In both, less formal conversations and public discussions like the powerful panel on Harmonizing Planetary and Human Needs, expertly chaired by Martyn Anstey (REIMAGINEx | 528 Ventures, UK), there was an acknowledgement that a collective shift needed to occur. A shift that must be internal as well as external.
The ‘greed’ identified in Isabel’s powerful question is a symptom of a deeper cultural malaise rather than just an individual moral failing. Collectively, thanks to a confluence of factors, we find ourselves trapped in a vortex of competitive self-interest and overconsumption that have resulted not just in a material and ecological crisis but also a psychological and spiritual one. The very market that has lifted so many out of poverty has also failed to value the assets which lead to our collective wellbeing and planetary thriving. Our needs to belong, to have purpose, to be connected, seen and cared for have to date not been prized by a market that externalises environmental and social costs.

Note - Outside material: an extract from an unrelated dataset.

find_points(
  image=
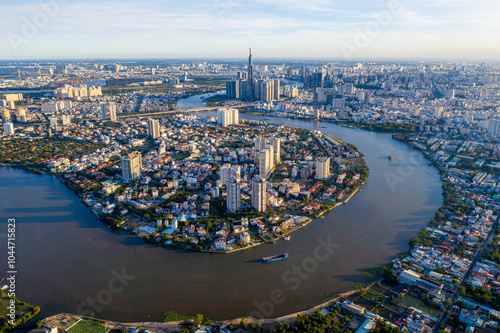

While millions across the world lack the basics needed to live , millions with plenty find themselves victims of depression, addiction and the physical diseases that are exacerbated by loneliness and despair. The cost to markets is finally beginning to be acknowledged by insurers and others whose balance sheets are most directly affected. But time is running out. While we continue to see the economy as our hallowed master rather than our humble servant, we will be unable to address our interrelated crises in the timescale allowed.
A new course needs to be set, one which places our collective wellbeing above the pursuit of unsustainably generated wealth. The solutions exist and were powerfully addressed at the summit. For starters, a UN Convention to prevent Ecocide and a shift from prioritising GDP to a more holistic measurement (as advanced by the Wellbeing Economy Alliance and already adopted by give nations). The challenge for those of us in the Horasis community, with the extraordinary power at its disposal, is to make that change of direction happen before it’s too late.